Précisons toutefois, dans les livres évoqués jusqu’à présent, que le retour au romanesque en question est un retour « critique », pour reprendre les mots de Dominique Viart, c’est-à-dire que le regain du récit ne se fait ni dans l’ignorance des avant-gardes, ni dans la réaction et la volonté de retrouver une grande forme romanesque passée et jugée désormais intenable. Les récits contemporains marqués par le romanesque, et notamment par ce romanesque filtré par le cinéma, se livrent à des jeux de distanciation et d’ironisation ; ils mettent en scène leurs propres lacunes et illusions, ou bien encore adoptent divers procédés métaréflexifs – en surlignant tel effet ou thème romanesques, en dévoilant leur fabrique narrative, etc. On pense ici à l’article d’Aron Kibédi Varga « Le roman est un anti-roman[13] », dont l’intitulé paradoxal décrit assez bien les travaux romanesques entrepris à partir de 1980. À titre d’exemple, on citera justement un bref passage d’Envoyée spéciale de Jean Echenoz, qui met plaisamment en abyme la posture ambivalente de l’écrivain sur la matière romanesque qu’il brasse, la tension entre premier et second degrés. Il s’agit d’une brève retranscription d’émission radiophonique que l’héroïne, Constance, écoute dans son récepteur :

Nous recevons aujourd’hui Gérard Delplanque, dont le film, Incertitude et doutes chez Nitchika, l’espionne amoureuse, sort mercredi sur vos écrans. Gérard Delplanque, bonjour, et tout de suite une remarque : ce titre sonne un peu, comment dirais-je, comme une provocation. Ce sera donc ma première question : hommage ou parodie ? Votre propos n’a aucun sens, s’est aussitôt emporté Gérard Delplanque, ni l’un ni l’autre évidemment. Il s’agit avant tout d’un film d’action[14].
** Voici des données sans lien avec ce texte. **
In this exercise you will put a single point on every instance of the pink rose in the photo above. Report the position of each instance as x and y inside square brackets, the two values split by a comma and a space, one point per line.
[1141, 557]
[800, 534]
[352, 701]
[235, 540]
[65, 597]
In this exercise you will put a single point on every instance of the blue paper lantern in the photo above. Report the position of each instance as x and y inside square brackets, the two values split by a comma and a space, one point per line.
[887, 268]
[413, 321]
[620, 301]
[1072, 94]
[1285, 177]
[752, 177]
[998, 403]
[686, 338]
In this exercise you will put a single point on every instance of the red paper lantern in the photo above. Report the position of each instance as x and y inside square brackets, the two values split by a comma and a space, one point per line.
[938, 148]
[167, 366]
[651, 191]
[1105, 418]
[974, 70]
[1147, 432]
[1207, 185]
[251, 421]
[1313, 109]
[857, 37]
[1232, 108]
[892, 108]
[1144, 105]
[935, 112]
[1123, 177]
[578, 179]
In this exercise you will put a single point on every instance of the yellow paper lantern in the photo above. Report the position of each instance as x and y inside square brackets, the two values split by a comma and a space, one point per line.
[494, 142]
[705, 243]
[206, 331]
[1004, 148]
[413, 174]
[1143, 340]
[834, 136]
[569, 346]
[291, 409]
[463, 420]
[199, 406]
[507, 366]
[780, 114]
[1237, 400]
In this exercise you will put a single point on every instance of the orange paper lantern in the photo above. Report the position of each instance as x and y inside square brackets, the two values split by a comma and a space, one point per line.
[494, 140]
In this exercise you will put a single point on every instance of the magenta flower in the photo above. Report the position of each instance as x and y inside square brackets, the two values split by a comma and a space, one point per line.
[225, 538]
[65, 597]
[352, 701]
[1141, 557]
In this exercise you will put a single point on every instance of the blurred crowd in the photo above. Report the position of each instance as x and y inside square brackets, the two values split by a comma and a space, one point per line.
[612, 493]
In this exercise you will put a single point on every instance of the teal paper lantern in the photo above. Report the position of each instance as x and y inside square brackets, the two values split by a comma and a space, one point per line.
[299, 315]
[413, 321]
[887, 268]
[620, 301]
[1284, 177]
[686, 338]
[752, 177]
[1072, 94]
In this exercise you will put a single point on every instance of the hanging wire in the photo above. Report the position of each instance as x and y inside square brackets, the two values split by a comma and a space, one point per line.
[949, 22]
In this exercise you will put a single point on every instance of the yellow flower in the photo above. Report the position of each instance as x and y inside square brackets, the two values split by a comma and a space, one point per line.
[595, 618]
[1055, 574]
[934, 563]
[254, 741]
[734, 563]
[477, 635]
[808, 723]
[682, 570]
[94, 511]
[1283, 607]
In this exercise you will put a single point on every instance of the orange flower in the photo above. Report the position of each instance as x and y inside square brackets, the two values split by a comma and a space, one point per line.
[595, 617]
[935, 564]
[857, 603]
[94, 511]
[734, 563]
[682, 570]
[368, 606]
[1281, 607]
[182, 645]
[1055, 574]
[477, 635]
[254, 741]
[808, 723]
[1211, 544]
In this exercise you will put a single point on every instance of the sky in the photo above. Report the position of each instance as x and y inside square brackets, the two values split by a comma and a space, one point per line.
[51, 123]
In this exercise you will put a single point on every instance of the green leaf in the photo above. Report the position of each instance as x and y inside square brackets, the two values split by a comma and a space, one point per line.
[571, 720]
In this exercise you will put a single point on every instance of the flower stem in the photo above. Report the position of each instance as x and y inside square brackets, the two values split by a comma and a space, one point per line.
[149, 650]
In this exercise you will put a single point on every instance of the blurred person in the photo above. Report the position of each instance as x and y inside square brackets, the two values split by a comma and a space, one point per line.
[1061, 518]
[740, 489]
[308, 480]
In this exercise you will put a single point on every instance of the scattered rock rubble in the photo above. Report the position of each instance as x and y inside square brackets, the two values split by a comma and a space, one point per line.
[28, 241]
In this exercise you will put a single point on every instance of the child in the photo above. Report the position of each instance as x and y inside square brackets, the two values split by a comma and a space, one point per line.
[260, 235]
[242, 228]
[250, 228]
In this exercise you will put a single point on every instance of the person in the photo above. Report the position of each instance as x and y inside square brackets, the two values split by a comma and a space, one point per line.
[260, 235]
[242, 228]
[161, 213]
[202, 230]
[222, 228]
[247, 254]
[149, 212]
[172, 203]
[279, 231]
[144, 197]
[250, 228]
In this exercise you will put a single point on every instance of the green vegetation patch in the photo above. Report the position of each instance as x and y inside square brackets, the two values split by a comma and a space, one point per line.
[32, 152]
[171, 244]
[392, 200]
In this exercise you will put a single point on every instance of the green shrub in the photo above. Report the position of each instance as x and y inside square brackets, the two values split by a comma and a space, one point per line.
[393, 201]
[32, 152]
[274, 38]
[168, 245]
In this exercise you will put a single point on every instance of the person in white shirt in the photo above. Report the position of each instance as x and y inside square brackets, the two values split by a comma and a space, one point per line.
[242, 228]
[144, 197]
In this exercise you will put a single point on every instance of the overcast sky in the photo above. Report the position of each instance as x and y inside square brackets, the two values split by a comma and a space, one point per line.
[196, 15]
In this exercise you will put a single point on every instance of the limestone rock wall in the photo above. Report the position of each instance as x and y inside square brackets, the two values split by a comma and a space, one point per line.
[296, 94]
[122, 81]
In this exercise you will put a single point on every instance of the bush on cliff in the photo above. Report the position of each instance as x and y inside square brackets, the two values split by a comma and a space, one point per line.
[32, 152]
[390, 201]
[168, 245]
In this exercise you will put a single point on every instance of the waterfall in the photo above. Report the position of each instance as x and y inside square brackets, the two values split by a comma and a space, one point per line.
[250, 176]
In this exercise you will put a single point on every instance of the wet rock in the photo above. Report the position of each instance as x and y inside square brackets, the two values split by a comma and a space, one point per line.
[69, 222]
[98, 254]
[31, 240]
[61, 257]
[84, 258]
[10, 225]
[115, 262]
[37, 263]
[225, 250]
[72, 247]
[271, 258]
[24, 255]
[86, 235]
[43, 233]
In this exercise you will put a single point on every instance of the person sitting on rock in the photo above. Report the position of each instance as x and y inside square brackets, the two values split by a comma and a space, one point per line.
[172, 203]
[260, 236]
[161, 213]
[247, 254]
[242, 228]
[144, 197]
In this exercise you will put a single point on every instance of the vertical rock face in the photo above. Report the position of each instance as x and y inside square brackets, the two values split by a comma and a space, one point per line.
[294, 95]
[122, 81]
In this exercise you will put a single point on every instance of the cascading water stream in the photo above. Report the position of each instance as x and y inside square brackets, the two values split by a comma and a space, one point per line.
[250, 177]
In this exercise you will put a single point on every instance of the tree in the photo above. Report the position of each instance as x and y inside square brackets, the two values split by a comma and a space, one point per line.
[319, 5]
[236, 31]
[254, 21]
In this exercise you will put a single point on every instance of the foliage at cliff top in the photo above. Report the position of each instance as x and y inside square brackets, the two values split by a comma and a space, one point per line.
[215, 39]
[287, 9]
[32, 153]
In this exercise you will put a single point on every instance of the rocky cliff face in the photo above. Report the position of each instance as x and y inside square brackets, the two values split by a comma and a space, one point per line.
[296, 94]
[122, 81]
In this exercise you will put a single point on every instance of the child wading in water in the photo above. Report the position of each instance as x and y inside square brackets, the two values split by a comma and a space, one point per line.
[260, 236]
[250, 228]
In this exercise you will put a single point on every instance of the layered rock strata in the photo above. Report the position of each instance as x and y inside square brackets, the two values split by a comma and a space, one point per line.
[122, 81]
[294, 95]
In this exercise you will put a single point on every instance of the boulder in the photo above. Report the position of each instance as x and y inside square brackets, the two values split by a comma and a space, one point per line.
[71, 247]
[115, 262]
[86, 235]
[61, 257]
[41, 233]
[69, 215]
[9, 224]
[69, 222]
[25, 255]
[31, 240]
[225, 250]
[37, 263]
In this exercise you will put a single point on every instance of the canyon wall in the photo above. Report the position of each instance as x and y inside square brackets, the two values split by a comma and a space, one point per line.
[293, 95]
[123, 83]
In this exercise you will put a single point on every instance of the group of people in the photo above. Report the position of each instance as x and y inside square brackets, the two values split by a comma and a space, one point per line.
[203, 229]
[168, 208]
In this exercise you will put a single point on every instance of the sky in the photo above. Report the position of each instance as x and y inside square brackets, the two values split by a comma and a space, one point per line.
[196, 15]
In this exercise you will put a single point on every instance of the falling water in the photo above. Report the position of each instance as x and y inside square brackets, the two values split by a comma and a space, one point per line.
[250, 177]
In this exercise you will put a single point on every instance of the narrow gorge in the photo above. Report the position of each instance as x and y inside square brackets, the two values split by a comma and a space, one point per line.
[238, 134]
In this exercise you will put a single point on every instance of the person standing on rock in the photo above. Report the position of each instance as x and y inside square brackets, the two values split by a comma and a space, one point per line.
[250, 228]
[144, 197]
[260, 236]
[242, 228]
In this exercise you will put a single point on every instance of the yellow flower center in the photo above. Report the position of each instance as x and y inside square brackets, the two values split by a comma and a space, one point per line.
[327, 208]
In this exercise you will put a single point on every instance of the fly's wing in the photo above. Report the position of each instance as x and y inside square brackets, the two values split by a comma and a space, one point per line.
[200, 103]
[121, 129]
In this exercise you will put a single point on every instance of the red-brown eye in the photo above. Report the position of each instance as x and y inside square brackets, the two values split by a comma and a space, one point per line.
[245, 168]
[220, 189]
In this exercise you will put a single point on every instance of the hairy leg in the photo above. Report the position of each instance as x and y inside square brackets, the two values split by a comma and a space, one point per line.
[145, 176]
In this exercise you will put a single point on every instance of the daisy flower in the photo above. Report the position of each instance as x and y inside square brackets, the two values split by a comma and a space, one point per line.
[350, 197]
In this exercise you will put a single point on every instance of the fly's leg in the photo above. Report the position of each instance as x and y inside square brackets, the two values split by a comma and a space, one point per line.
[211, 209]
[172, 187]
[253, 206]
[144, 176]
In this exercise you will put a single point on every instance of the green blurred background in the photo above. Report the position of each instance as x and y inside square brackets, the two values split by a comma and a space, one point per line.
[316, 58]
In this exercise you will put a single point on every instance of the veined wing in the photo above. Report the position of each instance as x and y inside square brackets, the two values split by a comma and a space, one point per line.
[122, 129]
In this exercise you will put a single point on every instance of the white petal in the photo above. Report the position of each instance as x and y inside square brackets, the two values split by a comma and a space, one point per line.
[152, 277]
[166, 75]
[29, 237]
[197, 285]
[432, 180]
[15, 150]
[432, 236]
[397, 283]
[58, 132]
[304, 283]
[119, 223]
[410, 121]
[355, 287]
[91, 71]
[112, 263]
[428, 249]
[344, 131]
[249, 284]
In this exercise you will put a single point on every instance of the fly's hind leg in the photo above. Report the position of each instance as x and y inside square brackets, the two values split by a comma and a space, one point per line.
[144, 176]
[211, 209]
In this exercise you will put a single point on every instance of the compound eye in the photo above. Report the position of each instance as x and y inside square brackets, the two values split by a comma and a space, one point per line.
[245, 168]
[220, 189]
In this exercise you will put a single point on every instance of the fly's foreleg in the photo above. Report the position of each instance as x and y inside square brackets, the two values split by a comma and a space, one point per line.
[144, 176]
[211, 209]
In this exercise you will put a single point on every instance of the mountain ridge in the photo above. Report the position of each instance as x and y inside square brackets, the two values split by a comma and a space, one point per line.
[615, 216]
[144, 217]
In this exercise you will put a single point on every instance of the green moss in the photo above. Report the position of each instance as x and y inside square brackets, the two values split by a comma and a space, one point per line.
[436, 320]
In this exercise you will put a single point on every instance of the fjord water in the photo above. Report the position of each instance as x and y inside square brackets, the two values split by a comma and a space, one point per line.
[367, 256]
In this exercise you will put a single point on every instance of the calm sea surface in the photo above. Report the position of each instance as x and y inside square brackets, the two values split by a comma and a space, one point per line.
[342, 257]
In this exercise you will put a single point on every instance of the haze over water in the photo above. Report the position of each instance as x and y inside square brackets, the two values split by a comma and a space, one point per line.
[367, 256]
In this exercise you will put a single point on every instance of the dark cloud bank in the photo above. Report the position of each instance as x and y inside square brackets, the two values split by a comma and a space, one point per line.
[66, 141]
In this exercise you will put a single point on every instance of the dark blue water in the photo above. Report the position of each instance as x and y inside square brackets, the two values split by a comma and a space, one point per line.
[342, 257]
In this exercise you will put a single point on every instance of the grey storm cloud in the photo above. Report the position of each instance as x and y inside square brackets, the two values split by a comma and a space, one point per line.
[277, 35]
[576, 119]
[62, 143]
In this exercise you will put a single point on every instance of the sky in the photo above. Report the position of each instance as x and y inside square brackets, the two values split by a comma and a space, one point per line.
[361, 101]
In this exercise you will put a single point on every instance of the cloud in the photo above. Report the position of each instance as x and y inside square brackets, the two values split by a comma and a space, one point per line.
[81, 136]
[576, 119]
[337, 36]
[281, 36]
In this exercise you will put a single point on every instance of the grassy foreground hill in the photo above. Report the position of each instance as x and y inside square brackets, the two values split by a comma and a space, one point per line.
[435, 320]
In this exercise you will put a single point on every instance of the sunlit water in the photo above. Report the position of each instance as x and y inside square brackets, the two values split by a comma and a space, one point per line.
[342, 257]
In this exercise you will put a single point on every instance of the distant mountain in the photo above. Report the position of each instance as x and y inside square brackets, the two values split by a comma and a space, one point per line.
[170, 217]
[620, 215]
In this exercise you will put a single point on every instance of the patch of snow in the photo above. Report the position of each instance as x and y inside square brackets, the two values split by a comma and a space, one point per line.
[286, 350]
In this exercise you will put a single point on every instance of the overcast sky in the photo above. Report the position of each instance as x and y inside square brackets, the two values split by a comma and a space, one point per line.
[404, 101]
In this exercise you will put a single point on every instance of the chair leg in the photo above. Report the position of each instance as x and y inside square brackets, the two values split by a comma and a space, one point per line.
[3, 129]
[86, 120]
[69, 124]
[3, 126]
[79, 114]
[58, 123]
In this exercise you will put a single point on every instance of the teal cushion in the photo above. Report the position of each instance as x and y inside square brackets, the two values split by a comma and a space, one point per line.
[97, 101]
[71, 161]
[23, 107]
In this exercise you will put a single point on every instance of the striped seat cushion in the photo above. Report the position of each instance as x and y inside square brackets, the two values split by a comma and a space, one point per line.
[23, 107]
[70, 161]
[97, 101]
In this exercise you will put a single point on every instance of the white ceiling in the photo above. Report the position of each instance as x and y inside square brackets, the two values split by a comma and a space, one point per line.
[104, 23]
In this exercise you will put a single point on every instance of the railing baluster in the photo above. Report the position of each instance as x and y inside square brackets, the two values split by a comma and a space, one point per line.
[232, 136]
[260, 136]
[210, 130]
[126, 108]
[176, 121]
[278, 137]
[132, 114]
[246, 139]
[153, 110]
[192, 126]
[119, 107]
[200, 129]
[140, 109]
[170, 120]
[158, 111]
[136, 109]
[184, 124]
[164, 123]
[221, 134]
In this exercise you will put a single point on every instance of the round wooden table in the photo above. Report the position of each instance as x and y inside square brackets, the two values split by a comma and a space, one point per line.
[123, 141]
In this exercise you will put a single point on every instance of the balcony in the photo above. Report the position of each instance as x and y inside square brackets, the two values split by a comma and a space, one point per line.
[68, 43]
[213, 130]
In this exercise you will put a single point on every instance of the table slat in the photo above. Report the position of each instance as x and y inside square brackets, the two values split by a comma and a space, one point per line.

Ce qui vaut pour Delplanque vaut pour Echenoz : s’il se dégage d’Envoyée spéciale un indéniable goût pour l’action et l’aventure, par une filiation cinématographique ad hoc, il n’en reste pas moins que le texte est aussi, non contradictoirement, un hommage et une parodie – tout du moins filtre-t-il ses propres élans romanesques par la distanciation, l’humour, le jeu référentiel, d’intermittentes formes de désinvolture et d’artificialité narratives.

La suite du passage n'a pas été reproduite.